Scientific calculations performed using open source software have an additional “layer of protection”, because if desired, anyone can repeat the same calculations and check the validity of the results. The same calculations performed on expensive software partially cut off the possibility of verifying the results. The problem is actually much broader (English text) and it’s not just open source or proprietary math programs. It is no secret that scientific journals usually do not require authors to provide data and methods sufficient to guarantee the repetition of the results of the experiment, the verification of the model. Especially often economists and financiers sin with this, simply classifying their data. Checking the calculations and conclusions among a sample of an array of articles with “classified” data gave unexpected results (English text). Science, like software, should be open, which is why open math packages are of value to the whole society.

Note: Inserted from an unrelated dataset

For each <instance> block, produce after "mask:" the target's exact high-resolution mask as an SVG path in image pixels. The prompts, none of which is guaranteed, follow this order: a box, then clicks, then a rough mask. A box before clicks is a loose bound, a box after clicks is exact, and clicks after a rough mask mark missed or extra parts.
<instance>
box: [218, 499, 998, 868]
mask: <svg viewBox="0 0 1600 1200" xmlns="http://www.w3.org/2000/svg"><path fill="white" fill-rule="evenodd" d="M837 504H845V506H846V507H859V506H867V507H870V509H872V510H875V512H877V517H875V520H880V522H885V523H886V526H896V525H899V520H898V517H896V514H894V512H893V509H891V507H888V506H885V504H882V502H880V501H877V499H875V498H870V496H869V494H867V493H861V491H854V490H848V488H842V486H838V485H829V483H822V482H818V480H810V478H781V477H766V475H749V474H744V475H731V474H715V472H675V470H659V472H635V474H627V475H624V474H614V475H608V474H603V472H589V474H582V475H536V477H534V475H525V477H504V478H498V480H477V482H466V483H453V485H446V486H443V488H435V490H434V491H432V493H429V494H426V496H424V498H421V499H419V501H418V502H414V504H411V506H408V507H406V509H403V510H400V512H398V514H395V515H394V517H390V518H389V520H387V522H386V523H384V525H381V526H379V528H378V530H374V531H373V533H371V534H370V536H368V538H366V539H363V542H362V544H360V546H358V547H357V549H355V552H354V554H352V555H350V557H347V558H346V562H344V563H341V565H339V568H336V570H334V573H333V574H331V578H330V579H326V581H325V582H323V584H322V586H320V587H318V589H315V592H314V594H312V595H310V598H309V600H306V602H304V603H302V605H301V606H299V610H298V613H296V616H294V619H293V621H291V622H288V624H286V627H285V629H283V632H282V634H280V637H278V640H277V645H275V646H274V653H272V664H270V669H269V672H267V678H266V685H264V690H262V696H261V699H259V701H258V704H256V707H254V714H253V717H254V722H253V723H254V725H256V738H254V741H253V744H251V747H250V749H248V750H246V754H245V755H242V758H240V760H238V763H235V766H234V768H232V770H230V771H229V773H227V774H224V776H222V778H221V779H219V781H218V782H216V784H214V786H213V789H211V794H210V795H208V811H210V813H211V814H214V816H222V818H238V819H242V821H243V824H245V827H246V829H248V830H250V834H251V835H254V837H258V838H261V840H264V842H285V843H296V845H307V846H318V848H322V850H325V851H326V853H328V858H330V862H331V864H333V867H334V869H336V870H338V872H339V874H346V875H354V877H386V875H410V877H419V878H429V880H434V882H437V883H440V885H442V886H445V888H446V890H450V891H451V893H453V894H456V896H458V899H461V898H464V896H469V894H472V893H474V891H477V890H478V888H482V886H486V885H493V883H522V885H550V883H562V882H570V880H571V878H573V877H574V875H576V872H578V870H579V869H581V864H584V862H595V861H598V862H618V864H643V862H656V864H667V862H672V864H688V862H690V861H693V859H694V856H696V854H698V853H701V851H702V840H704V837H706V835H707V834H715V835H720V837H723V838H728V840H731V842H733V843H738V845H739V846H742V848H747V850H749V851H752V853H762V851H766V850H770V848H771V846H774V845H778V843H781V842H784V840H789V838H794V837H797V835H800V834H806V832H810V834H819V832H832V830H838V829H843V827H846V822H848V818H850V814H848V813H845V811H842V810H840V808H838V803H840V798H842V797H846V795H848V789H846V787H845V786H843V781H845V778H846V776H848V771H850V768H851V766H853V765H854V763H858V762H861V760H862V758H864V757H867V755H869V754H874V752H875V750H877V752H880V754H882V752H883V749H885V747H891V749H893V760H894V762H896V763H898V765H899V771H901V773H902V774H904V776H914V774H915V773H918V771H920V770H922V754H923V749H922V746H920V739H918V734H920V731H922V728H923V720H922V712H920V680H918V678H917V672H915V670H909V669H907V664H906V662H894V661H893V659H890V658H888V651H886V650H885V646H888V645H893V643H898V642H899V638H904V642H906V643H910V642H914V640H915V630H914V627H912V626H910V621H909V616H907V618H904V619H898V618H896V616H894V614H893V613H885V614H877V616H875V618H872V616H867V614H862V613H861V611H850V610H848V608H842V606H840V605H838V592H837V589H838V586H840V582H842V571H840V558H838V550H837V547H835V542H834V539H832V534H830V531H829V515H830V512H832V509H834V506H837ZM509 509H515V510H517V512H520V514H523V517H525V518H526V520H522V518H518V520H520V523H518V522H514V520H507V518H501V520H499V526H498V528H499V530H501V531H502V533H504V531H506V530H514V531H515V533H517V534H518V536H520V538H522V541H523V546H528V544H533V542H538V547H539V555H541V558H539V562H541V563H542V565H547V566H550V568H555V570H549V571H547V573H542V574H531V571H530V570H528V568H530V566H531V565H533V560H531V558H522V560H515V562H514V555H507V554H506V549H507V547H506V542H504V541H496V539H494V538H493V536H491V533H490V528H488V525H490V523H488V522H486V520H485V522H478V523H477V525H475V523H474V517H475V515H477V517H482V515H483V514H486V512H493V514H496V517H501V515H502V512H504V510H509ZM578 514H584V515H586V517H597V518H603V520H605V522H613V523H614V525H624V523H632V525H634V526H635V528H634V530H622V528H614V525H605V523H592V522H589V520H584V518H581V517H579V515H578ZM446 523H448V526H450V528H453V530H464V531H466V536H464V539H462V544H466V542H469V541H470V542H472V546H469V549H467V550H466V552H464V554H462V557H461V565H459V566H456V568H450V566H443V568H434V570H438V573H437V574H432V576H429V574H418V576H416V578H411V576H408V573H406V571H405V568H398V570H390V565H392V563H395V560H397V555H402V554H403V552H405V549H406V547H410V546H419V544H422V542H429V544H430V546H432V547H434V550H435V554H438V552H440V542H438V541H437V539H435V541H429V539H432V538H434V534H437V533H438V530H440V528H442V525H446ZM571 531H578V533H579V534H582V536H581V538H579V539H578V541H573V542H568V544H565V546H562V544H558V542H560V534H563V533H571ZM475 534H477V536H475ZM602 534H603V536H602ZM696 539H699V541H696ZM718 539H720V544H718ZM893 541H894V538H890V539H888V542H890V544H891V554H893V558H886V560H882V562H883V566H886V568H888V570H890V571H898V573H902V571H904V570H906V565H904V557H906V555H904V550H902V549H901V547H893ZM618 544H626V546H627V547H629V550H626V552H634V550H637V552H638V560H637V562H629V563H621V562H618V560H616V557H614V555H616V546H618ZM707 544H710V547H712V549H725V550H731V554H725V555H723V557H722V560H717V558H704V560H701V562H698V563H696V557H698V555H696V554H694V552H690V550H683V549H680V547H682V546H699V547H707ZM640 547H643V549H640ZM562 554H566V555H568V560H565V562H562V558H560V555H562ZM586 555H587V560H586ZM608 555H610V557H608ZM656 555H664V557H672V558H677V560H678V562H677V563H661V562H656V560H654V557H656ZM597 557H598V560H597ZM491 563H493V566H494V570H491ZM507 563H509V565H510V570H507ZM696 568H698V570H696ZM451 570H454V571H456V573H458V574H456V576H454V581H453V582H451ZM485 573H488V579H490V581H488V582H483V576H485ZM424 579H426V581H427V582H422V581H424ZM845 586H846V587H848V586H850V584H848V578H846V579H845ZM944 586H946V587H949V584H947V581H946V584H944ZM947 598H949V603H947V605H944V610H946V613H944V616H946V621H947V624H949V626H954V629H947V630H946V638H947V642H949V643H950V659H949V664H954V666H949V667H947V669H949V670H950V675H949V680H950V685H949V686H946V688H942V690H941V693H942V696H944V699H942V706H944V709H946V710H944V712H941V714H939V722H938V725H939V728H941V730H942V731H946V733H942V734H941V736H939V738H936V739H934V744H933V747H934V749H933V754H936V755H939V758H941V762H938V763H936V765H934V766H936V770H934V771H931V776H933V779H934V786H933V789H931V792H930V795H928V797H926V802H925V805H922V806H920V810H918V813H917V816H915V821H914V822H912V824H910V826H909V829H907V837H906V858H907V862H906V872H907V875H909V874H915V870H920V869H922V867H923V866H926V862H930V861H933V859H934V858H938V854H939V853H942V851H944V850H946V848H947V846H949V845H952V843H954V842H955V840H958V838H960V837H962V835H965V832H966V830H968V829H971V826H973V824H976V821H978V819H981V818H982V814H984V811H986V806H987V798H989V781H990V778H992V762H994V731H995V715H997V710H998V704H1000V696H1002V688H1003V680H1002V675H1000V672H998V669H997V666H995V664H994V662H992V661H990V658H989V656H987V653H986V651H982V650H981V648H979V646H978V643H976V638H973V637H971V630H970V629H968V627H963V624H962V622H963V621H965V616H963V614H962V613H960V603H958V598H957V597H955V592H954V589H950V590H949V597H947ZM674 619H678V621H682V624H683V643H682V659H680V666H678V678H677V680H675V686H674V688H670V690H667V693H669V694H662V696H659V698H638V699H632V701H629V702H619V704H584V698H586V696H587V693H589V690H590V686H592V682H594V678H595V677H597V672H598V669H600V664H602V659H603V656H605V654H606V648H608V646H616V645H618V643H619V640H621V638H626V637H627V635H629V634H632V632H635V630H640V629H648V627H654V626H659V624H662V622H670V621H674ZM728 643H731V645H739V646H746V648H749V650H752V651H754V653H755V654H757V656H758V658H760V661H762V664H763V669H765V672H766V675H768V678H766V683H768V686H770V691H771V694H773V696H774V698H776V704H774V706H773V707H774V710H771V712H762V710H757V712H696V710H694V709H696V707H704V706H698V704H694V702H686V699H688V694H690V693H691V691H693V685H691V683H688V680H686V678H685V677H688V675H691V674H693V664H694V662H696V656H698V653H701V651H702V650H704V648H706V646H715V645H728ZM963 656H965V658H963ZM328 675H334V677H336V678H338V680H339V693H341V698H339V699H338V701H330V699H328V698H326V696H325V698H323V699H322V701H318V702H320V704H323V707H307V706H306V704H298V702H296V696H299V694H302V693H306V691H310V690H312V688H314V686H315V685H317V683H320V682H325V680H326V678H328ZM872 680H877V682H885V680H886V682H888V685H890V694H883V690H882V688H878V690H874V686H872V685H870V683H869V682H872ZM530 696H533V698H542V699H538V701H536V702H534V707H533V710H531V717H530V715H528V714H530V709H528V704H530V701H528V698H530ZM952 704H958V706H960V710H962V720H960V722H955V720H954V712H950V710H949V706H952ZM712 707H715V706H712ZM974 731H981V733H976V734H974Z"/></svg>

Programming language Julia.
The Julia language is a dynamically typed, cross-platform, freely distributed (MIT license) compiled free programming language that has a number of advantages and disadvantages. Julia implements the ability to JIT - compilation based on LLVM. Just-in-Time (JIT) compilation provides both the expressiveness of modern interpreted languages and the performance of languages such as C and Fortran. The JIT compiler compiles the first time a program is run, extracting information from the text that is not explicitly specified by the programmer, and using this information to optimize the generated machine code.
The advantages of the Julia language include the following:
- Simplicity intuitive language whose syntax resembles the syntax of Python and MATLAB;
- the speed of calculations of programs written in Julia is comparable to the speed of programs written in C or Fortran;
- efficient vectorization and parallelization of calculations, a large number of data types, including rational and complex numbers;
- carrying out calculations in the absence of some data (there is a missing data type);
- setting the accuracy of calculations (data type BigFloat, function setprecision);
- implementation of symbolic calculations using macro commands;
- use of libraries written in C and Fortran, and exchange of libraries with Python and R;
- integration with DBMS (PostgreSQL, MySQL, JSON);
- support for Unicode characters;
- use of the multiple dispatching paradigm - the function call weakly depends on the type of function parameters (parametric polymorphism);
- the presence of a good built-in mathematical library with linear algebra functions.
Julia is a full-fledged programming language that has integer arithmetic, floating point operations, loops, working with C-like structures, and even an analogue of the goto operator. At the same time, the language has a very convenient ability to vectorize calculations, which is typical for high-level languages.
- If we talk about the shortcomings of the Julia language, then it should be noted that the compilation time of large programs can be quite noticeable (minutes);
- the language is relatively new, so the number of libraries in this language is relatively small (compared to Python);
- it is impossible to create a stand-alone program - Julia programs work only in the Julia environment.
Conclusions
Scientific programming uses many programming languages and mathematical systems, but those listed in this article, in my opinion, are the most convenient and effective.